The most obscure bug: TTS audio clips the first words on WSL. After investigation, the root cause is PulseAudio's `module-suspend-on-idle` — it suspends the WSLg RDP audio sink after inactivity. When new audio starts, the sink needs ~200-500ms to wake up, and those first milliseconds of speech are lost.

The fix: use ffmpeg's `adelay` filter to prepend 300ms of silence to every MP3 before playback. Simple, portable, and invisible to the user.

## What Claude Code Did Well

Let me be direct about Claude's role. I designed the architecture, made the technology choices, and directed every feature.
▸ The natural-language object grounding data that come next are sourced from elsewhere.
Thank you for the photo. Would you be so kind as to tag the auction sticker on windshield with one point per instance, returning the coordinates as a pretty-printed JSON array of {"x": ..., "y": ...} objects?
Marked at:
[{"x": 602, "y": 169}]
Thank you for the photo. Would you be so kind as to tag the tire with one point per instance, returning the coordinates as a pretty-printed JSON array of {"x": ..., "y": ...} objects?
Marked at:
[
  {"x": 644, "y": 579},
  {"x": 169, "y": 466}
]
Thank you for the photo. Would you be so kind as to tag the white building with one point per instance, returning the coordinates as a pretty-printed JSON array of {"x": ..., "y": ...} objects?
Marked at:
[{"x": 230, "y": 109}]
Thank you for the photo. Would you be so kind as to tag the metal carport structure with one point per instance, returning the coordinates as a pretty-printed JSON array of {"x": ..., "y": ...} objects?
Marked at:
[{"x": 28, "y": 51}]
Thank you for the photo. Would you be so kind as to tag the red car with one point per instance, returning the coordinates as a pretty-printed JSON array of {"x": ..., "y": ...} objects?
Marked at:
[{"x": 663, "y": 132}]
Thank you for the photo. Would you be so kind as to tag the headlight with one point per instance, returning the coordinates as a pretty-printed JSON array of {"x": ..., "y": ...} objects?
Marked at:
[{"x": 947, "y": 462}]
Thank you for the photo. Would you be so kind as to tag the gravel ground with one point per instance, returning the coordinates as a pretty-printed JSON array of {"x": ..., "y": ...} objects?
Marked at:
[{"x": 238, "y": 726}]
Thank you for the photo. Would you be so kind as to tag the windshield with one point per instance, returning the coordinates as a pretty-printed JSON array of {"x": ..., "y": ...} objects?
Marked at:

Claude wrote the bulk of the implementation code under my supervision.

**Where Claude excelled:**
- **Boilerplate elimination.** Socket.io event handlers, Express routes, CSS layouts — Claude produces these fluently.
- **Cross-platform edge cases.** Given a failing WSL audio scenario, Claude systematically tested PulseAudio, fallback players, and path conversion until it worked.
- **Refactoring at scale.** "Move all voice config from per-project to global" touched 8 files. Claude did it correctly in one pass.
- **Documentation.** The CLAUDE.md template, MCP server instructions, and API reference tables were generated accurately from the source.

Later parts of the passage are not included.